The highlights of the launch of the first Intel 7 product were mostly what we were missing after Intel Architecture Day in August: specific SKU release information, a small amount of testing, and some input from Intel partners regarding the first 600 series. motherboards and DDR5 RAM kits. We have all of that now, but Intel is not allowing third-party reviews to be posted until CPUs and PCs go public starting November 4th.

Above you can see all the new SKUs. You can see a combination of P and E cores, base and turbo frequencies, as well as caches and so on. Important new data in this table includes base processor power and maximum power in Turbo mode. You can disregard the lower power as all enthusiast motherboards will run the new processors with a higher power limit shown to maximize their potential.

Considering that the top-end Intel Core i9-12900K processor unleashes the potential of these 12th generation Core processors, Intel claims that this chip is “the best gaming processor in the world.” It has 16 cores and 24 threads and runs at up to 5.2GHz, but in your high end cooler it will draw over 240W under heavy loads.

At last night’s event, Intel showed some results from its own benchmarks, demonstrating a “gaming lead”. You can see the chart he shared right above that suggests the Intel i9-12900K is about 12 percent faster than the AMD Ryzen 9 5950X in modern PC gaming. Unfortunately, it appears that Intel systems running Windows 11 have not been updated with AMD/Microsoft patches in order for AMD L3 caching and “preferred kernel technology” to work properly. Be aware that these issues can slow down the game on AMD platforms by as much as 15%.
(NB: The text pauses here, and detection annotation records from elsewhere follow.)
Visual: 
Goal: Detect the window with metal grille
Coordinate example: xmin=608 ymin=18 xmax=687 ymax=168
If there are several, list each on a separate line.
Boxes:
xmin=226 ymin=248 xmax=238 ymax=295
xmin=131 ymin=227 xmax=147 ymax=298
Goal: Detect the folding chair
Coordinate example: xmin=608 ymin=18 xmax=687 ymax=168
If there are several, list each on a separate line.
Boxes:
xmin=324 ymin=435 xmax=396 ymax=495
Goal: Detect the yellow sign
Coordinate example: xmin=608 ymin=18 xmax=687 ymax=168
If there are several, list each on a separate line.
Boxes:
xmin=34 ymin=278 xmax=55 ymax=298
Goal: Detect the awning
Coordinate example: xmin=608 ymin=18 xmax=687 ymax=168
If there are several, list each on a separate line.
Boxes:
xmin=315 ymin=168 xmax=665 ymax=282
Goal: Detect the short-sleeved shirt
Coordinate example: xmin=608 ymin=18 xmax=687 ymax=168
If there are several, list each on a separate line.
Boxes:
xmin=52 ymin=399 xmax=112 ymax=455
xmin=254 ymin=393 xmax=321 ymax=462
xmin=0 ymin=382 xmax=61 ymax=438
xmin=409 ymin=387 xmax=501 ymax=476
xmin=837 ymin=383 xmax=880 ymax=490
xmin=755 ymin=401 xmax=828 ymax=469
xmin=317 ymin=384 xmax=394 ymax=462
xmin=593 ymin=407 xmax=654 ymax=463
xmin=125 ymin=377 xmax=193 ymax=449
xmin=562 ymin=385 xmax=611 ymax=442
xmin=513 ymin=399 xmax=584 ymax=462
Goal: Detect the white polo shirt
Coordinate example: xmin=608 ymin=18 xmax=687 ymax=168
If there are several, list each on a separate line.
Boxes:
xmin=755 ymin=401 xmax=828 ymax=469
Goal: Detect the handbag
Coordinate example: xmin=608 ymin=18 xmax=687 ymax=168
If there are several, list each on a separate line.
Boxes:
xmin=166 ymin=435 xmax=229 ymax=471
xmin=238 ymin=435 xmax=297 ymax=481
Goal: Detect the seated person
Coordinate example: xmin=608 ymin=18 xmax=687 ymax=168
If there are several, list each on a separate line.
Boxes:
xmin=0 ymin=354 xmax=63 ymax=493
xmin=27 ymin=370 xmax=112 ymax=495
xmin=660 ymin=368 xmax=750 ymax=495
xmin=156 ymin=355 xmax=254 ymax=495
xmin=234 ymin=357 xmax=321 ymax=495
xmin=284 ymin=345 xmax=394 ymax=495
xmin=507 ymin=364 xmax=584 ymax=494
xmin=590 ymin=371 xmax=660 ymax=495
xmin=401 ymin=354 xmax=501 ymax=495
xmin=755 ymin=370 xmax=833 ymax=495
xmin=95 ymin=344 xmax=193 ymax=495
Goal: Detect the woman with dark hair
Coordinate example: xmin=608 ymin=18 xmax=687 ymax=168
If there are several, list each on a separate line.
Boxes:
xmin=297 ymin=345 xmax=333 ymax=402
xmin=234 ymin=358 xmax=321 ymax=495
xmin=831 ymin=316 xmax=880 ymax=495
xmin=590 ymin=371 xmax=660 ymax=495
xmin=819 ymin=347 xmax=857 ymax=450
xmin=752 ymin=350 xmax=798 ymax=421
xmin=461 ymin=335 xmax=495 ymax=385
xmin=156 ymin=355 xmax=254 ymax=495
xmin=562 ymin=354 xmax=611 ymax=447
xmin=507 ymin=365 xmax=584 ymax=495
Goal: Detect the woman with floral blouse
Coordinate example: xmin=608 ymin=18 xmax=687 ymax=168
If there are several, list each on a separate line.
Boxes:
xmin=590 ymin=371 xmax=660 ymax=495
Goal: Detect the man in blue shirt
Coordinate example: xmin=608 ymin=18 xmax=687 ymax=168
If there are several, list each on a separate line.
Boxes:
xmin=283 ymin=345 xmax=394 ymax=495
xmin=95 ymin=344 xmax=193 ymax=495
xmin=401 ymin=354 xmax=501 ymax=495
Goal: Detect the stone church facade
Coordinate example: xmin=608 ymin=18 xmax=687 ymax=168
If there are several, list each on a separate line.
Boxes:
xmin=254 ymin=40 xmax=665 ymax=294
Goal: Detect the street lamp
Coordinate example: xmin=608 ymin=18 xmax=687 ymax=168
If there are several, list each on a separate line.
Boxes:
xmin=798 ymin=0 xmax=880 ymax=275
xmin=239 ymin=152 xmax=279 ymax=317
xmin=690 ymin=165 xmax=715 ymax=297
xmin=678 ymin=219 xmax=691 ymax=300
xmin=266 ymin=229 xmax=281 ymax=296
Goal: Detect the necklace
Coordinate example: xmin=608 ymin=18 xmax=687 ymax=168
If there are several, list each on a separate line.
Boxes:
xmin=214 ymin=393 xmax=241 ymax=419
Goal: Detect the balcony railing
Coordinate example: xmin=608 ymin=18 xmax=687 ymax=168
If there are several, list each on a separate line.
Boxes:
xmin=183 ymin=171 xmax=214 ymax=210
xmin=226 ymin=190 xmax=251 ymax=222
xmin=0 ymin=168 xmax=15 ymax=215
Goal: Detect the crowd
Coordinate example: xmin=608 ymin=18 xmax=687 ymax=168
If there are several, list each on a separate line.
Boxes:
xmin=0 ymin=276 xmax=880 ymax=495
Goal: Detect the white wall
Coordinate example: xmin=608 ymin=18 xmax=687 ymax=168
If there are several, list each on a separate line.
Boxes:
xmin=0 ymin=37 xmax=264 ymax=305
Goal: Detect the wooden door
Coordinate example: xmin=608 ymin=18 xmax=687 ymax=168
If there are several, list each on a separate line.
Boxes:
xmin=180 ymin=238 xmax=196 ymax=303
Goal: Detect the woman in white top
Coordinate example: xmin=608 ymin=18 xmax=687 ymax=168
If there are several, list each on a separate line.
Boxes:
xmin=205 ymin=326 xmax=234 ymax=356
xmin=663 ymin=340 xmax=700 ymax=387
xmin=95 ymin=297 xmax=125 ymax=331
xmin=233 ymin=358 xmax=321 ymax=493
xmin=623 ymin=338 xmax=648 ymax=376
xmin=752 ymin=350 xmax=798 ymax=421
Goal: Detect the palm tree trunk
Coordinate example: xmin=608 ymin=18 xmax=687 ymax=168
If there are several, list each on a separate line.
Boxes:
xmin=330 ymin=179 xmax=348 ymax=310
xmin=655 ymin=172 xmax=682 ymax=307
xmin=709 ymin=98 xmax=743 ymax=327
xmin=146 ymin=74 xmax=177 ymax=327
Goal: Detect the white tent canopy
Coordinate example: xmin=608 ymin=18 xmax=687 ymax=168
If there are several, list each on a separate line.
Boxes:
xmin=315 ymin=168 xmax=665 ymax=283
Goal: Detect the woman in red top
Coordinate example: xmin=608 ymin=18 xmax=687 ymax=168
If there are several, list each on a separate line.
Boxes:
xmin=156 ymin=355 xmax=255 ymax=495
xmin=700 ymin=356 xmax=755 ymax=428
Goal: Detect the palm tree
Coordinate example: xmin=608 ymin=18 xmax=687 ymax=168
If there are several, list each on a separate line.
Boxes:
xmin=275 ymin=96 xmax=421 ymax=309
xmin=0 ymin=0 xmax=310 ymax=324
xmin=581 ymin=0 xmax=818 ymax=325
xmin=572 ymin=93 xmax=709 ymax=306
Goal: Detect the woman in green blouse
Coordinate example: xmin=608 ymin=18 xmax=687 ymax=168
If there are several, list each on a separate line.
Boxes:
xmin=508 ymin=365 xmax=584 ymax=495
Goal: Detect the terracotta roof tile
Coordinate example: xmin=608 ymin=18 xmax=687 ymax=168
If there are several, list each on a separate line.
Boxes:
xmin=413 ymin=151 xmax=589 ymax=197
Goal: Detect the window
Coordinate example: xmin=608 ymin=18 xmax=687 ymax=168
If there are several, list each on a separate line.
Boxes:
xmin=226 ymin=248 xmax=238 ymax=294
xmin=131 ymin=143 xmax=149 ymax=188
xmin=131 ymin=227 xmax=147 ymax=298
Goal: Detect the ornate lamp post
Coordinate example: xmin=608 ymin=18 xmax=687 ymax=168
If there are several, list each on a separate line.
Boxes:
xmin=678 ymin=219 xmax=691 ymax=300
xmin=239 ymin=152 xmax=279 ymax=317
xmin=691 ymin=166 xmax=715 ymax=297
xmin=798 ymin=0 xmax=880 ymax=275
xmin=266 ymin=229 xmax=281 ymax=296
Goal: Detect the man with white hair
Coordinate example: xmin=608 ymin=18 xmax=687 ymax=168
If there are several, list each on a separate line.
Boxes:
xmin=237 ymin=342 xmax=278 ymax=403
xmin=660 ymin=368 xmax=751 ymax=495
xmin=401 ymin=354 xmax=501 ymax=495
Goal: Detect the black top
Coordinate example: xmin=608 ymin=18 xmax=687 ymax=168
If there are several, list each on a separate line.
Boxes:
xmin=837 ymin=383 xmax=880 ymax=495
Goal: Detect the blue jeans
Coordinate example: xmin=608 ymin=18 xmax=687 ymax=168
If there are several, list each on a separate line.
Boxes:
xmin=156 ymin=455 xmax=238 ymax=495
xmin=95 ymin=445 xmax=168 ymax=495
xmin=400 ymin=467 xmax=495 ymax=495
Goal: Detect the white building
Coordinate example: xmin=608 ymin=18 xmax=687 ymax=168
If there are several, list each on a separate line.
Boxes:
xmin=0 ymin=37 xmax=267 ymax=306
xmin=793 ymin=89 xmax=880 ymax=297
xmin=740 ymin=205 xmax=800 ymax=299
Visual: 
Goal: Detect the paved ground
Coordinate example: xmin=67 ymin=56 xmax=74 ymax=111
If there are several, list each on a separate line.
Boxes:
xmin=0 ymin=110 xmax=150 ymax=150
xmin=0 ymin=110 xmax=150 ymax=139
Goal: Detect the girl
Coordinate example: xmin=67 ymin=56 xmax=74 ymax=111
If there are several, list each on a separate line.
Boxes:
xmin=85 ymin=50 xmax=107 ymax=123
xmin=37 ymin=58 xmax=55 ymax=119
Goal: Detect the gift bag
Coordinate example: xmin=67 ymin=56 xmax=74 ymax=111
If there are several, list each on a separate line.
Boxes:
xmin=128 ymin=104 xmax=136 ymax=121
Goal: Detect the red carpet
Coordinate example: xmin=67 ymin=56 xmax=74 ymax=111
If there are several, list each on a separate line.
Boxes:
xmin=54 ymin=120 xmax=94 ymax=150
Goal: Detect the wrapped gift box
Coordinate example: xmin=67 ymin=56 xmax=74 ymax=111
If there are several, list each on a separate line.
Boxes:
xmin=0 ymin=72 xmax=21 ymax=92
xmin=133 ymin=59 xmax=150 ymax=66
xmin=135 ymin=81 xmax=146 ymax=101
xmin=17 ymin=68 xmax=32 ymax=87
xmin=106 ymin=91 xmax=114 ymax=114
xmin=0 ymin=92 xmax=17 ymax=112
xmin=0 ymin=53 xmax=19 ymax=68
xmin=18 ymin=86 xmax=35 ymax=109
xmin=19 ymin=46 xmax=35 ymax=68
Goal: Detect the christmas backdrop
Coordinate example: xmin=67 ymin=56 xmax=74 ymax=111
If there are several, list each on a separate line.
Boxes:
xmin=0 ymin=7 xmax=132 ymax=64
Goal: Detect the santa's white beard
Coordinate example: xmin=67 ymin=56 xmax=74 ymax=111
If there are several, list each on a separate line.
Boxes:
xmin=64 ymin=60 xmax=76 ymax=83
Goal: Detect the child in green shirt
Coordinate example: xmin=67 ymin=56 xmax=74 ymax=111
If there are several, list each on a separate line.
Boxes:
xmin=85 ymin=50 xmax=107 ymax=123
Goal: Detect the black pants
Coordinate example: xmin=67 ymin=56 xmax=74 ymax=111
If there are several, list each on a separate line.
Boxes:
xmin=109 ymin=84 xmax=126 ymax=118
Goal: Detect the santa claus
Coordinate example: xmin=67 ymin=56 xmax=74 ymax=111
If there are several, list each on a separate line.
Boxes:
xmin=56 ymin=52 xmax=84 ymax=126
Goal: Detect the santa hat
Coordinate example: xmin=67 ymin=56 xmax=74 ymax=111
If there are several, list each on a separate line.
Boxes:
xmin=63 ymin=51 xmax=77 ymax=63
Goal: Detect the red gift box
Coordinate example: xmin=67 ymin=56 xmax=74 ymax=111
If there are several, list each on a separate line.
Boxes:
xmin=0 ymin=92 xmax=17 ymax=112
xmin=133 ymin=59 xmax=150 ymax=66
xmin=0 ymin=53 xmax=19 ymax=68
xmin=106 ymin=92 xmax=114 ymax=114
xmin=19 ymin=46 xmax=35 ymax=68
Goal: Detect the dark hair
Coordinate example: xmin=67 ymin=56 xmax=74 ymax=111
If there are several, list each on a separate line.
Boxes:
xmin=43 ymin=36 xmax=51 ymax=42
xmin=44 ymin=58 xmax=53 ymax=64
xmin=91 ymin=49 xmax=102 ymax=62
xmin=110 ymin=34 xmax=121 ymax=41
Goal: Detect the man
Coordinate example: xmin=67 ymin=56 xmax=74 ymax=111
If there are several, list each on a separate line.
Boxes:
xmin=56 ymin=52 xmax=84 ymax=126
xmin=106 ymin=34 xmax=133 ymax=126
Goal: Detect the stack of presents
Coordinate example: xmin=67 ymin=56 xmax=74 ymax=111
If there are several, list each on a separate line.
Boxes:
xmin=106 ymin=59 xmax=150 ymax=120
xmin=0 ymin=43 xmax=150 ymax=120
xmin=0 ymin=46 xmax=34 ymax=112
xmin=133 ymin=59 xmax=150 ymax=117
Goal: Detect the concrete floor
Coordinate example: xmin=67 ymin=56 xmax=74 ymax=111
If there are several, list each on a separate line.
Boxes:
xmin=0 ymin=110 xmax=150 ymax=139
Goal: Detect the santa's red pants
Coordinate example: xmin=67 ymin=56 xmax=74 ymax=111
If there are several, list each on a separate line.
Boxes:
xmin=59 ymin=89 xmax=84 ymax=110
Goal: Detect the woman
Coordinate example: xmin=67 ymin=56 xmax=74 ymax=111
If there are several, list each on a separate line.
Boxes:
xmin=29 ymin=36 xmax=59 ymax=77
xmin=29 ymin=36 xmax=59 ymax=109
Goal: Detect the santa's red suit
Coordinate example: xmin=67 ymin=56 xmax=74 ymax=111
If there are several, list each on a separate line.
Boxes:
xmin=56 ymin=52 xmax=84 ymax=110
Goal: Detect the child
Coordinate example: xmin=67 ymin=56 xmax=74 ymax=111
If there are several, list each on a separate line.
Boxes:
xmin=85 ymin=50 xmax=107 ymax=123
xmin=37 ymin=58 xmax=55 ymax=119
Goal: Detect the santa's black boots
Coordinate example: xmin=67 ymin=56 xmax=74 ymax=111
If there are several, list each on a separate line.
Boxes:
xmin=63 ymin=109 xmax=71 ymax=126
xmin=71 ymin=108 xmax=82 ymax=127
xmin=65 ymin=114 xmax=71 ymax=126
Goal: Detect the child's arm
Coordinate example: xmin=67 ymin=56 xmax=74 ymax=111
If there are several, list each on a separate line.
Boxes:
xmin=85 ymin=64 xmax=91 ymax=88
Intel has been better at claiming achievements in content creation than its own previous-generation flagship processors. In these CPU-intensive cases, 12th Gen processors were at least a third faster than their 11th Gen ancestors. Of course, more cores and creative multi-core applications have played an important role in these rises.

For your interest, I have embedded a comparison shot of the Intel i9-12900K die below as shared by Der8auer. You can also check out some fancy plates and pictures courtesy of HardwareLuxx editor Andreas Schilling. on twitter.

The flagship Core i9-12900K is rumored to be $590, the Core i7-12700K is $410 and the Core i5-12600K is $290.

Along with the new processors, Intel has introduced brand new 600 series chipsets. In terms of enthusiast-level desktop processors, partners such as Asus, Gigabyte and MSI have successfully released motherboards based on the Z690 chipset. The new motherboards provide advanced and modern I/O technologies such as PCIe 5.0, DDR5 (typically), fast integrated wired and wireless networks and more as standard.

Many new motherboards have been discovered, for example, only Asus has nineteen Z690 models out-of-the-box, covering all kinds of features and sizes (E-ATX, ATX, mATX and mini-ITX). Similar aorAnd G.Skill are also showing off their new DDR5 memory modules.